I wished I could see his face better. He must have seen that I didn’t really believe him because he said, “That break cost me a fortune, Gallivan. More than I had.”
“More than you had?”
I sat down in a leather chair. The shock had caught up with me, the “No,” and I wanted to sit for a moment. I looked at the room with the leather and all the good, polished wood. I wondered what he meant by being strapped.
“I’m not the boss here, Gallivan. I’m a little helper. And the way it is now, broke too.”
He shrugged and came back to the couch. He let himself fall into it and rubbed his face.
“You want another cigarette?” he asked.
“Thanks, yes. And thanks, anyway.”
He lit his and mine and said, “What are your plans?”
“Distance,” I said. “A lot of distance.”
“Sure. That’s good.”
“Jessie might stake me. She mentioned something.”
“Oh?”
“Damn white of her.
After everything — ”
“How much?”
“Fifty, she said.”
“You want distance, Gallivan?”
I had nothing to answer.
“I might make it on fifty,” he said, “but not you.”
“Why not me?”
“You got no connections.” Then he said, “How were you planning this?”
“Just go.” Then I laughed, not for the humor, but because nothing else came to me. “After I find out where I am.”
“I can help you with that. You’re maybe three hundred miles south of Chicago, and …”
“I’m not going to Chicago.”
“Three hundred isn’t much distance, you mean.”
“Without connections, it’s no distance at all. I’m going to hit south. All the way south, into Mexico.”
“With half a C-note.”
“I can bum on less.”
“You know what that’ll mean, Gallivan? You’ll be flopping in all the places where the bulls are going to look. You’re going to ride rods where the bulls watch it, hitchhike where the bulls don’t like it, you’re going to look for hand-outs, day jobs, hide-outs, on the oldest circuit in the books of the bulls, the bums’ route.”
“Maybe,” I said, “it wouldn’t have been much different if I had left the pen after full time.”
“You got a point,” he said. “I know.”
I put the cigarette out, slapped my hands down on my legs, got up.
“Well. Wish me luck.”
“You want the map?”
“Yuh. I’d like the map.”
“Next town is five miles from here,” he said and gave me the map. “Called Florian.”
“As long as it’s on here.”
“You’re not going to be any asset to me. You know that, Gallivan?”
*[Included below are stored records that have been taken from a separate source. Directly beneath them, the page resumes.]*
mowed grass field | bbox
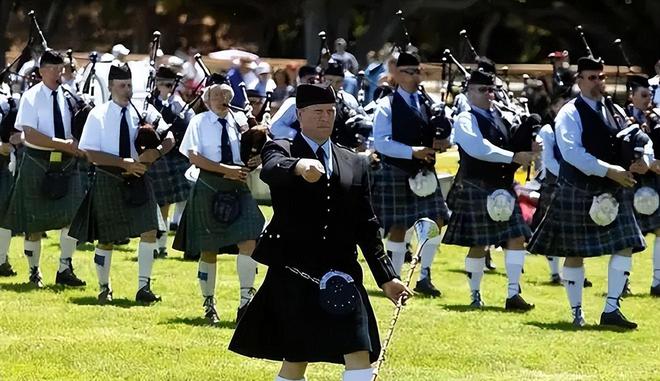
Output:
[0,152,660,381]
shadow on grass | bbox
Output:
[165,317,236,329]
[441,304,506,313]
[0,282,77,293]
[447,269,506,277]
[525,321,630,333]
[69,296,143,308]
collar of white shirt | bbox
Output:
[300,132,332,176]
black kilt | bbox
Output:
[69,167,160,243]
[531,173,557,231]
[1,148,83,233]
[0,155,14,212]
[633,173,660,234]
[148,150,192,206]
[229,267,381,364]
[369,163,449,233]
[442,179,532,247]
[527,179,646,257]
[172,171,265,253]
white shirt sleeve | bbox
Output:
[555,104,609,177]
[373,97,413,159]
[14,92,39,131]
[454,112,513,164]
[538,124,559,176]
[78,111,103,151]
[179,114,202,158]
[270,98,298,139]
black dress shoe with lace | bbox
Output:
[30,267,44,288]
[504,294,535,311]
[600,309,637,329]
[0,261,17,277]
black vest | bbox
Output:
[382,91,435,175]
[458,110,518,188]
[559,95,626,187]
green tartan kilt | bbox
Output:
[0,155,14,212]
[1,148,83,233]
[174,171,265,253]
[69,167,160,243]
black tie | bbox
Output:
[316,146,328,173]
[218,118,234,164]
[119,107,131,158]
[51,90,66,139]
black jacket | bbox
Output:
[252,134,396,286]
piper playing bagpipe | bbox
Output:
[70,64,174,304]
[528,55,652,329]
[371,52,451,296]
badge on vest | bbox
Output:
[589,193,619,226]
[408,170,438,197]
[633,187,660,216]
[486,189,516,222]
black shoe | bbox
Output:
[135,280,163,304]
[600,309,637,329]
[621,279,632,298]
[550,274,561,286]
[414,269,442,298]
[573,307,587,328]
[486,250,497,271]
[114,238,131,246]
[204,296,220,325]
[0,261,17,277]
[55,267,87,287]
[651,284,660,297]
[504,294,535,311]
[470,291,485,309]
[98,284,112,305]
[30,267,44,288]
[154,247,167,259]
[403,243,412,263]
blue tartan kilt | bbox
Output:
[527,179,646,258]
[369,163,449,232]
[635,173,660,234]
[148,151,192,206]
[442,179,532,247]
[0,155,14,212]
[0,148,84,233]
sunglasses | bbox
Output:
[399,69,422,75]
[477,86,495,94]
[580,73,607,81]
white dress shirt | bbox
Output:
[555,94,653,177]
[14,82,72,150]
[78,100,168,160]
[537,124,559,177]
[454,105,514,164]
[373,87,423,159]
[179,111,243,165]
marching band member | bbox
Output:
[71,64,173,304]
[1,50,85,288]
[177,81,265,324]
[371,53,449,296]
[528,57,648,329]
[443,70,537,311]
[229,85,410,381]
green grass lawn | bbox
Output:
[0,205,660,381]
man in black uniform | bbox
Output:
[229,85,411,381]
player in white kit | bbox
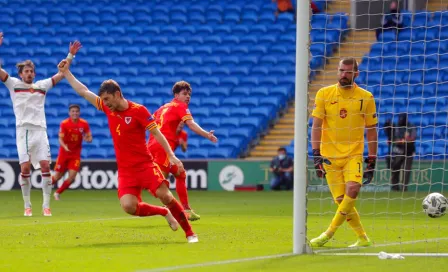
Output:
[0,32,81,216]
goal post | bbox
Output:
[293,0,448,257]
[293,0,310,254]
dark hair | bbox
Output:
[98,79,122,96]
[277,147,286,153]
[68,104,81,110]
[173,80,191,94]
[16,60,35,74]
[341,58,358,72]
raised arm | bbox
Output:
[58,60,98,108]
[185,119,218,143]
[0,32,8,82]
[52,41,82,85]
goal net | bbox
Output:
[307,0,448,256]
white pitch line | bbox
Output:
[314,237,448,254]
[319,252,448,257]
[137,253,295,272]
[2,216,137,227]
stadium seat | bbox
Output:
[0,0,354,158]
[208,147,235,159]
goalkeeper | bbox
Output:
[311,58,378,247]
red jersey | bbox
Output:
[96,98,157,171]
[277,0,294,11]
[173,130,188,151]
[59,118,90,158]
[148,99,193,151]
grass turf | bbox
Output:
[0,190,448,271]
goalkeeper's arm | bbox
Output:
[366,125,378,157]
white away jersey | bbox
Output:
[4,75,54,128]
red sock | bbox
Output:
[56,180,70,194]
[176,171,191,210]
[166,198,194,237]
[134,202,168,216]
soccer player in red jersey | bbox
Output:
[174,122,188,152]
[51,104,92,200]
[148,81,218,221]
[58,60,198,243]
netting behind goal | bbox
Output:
[307,0,448,255]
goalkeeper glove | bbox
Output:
[362,156,376,185]
[313,149,326,178]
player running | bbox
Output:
[173,122,188,152]
[310,58,378,247]
[58,60,198,243]
[0,32,79,216]
[51,104,92,200]
[148,81,218,221]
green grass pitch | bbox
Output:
[0,190,448,272]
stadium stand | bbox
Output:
[0,0,348,158]
[287,11,448,159]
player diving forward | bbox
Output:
[51,104,92,200]
[148,81,218,221]
[58,56,198,243]
[310,58,378,247]
[0,32,79,216]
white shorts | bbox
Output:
[16,127,51,169]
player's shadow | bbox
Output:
[110,225,161,230]
[65,238,187,248]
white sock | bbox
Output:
[42,172,53,209]
[19,174,31,209]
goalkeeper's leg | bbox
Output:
[310,160,345,247]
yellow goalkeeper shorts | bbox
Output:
[324,156,363,200]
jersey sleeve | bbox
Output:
[136,106,157,130]
[3,75,20,92]
[36,77,55,91]
[179,130,188,142]
[312,89,325,119]
[59,121,67,137]
[365,95,378,126]
[84,121,90,135]
[95,97,110,114]
[177,104,193,122]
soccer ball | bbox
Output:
[422,193,448,218]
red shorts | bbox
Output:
[118,165,170,202]
[54,155,81,173]
[148,144,171,173]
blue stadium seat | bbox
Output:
[208,147,235,159]
[88,148,108,159]
[187,148,208,159]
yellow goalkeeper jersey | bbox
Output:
[312,83,378,158]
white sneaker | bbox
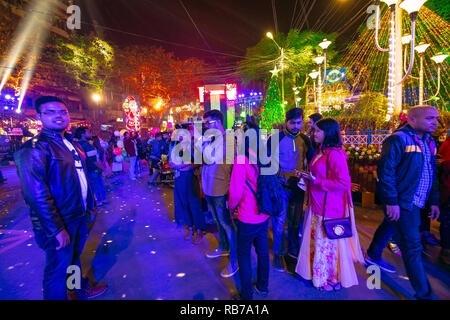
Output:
[220,263,239,278]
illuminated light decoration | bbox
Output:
[122,96,141,132]
[226,83,237,101]
[198,87,205,103]
[402,34,412,44]
[319,39,331,50]
[400,0,427,14]
[209,90,225,95]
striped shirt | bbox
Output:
[413,136,433,208]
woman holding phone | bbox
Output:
[296,118,364,291]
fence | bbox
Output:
[342,131,392,145]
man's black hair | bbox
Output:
[286,108,303,121]
[203,110,223,125]
[74,127,89,140]
[316,118,343,148]
[34,96,67,113]
[308,113,323,123]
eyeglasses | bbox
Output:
[41,110,69,116]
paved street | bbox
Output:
[0,166,450,300]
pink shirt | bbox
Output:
[228,155,270,224]
[308,148,351,219]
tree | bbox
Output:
[57,35,114,91]
[260,75,285,131]
[115,46,206,122]
[238,29,338,105]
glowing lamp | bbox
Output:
[92,93,102,102]
[431,52,448,64]
[402,34,412,44]
[313,56,325,64]
[309,70,319,80]
[319,39,331,50]
[381,0,398,7]
[396,0,427,14]
[415,42,430,54]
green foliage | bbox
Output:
[425,0,450,22]
[56,36,114,91]
[238,29,339,104]
[260,76,285,131]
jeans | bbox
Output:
[88,171,106,202]
[206,195,237,264]
[236,219,270,300]
[393,206,434,299]
[367,212,395,261]
[272,189,305,256]
[439,201,450,250]
[34,217,87,300]
[174,170,206,230]
[130,156,137,179]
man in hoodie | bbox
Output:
[374,106,440,299]
[267,108,313,272]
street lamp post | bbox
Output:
[266,32,285,108]
[313,56,325,113]
[431,52,448,98]
[416,42,430,105]
[308,70,320,112]
[375,0,427,117]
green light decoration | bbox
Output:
[341,6,450,111]
[261,76,285,131]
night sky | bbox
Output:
[74,0,371,62]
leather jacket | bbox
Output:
[14,129,95,237]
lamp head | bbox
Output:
[308,70,319,80]
[319,39,331,50]
[402,34,412,44]
[400,0,427,14]
[415,42,430,54]
[431,52,448,64]
[313,56,325,64]
[381,0,398,7]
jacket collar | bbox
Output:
[41,128,73,142]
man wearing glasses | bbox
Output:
[194,110,238,278]
[14,96,106,300]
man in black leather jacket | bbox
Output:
[14,97,104,300]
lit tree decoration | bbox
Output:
[261,74,285,131]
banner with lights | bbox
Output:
[122,96,141,132]
[324,68,347,84]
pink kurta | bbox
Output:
[295,148,364,288]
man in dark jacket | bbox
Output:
[267,108,313,272]
[15,97,106,300]
[366,106,439,299]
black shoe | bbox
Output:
[253,284,269,298]
[273,255,286,272]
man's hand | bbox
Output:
[56,229,70,250]
[429,206,441,221]
[386,206,400,221]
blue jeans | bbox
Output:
[236,219,270,300]
[272,189,305,256]
[88,171,106,202]
[206,196,237,264]
[174,170,206,230]
[130,156,137,179]
[393,206,434,299]
[34,217,87,300]
[367,212,395,261]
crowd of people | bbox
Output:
[15,97,450,300]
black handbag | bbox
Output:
[322,151,353,240]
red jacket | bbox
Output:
[123,136,137,157]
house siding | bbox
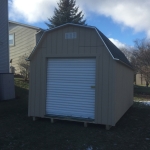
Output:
[0,0,9,73]
[28,26,115,125]
[9,23,38,74]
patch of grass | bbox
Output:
[0,79,150,150]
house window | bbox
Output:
[9,34,15,46]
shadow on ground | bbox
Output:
[0,86,150,150]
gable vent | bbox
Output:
[65,32,77,39]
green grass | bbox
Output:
[0,79,150,150]
[134,85,150,95]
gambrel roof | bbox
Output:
[27,23,132,68]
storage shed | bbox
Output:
[28,23,133,126]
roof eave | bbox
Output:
[9,20,44,30]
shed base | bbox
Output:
[45,115,95,123]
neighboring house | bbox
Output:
[9,21,43,74]
[0,0,15,100]
[135,73,146,86]
[28,23,134,127]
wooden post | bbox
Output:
[84,122,87,127]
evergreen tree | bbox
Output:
[46,0,86,28]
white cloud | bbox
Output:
[9,0,57,23]
[109,38,127,48]
[78,0,150,37]
[10,0,150,37]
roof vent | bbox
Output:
[65,32,77,39]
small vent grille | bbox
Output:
[65,32,77,39]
He was leaning against the table, looking tired as before, but frowning more. I said, “You look worried.”
“I am.”
“About me and fifty bucks?”
“I never thought of this before,” he said, “what with everything, but they’re going to nab you awful close to home plate.”
“My home is …”
“My home plate. Here.”
We were back to the first time I had asked the question, why he was helping me. If I kept being a liability to him much longer, I thought, maybe he’ll buy me a through ticket way down to the far end of Cape Horn.
“Stay here a minute,” he said and left the room.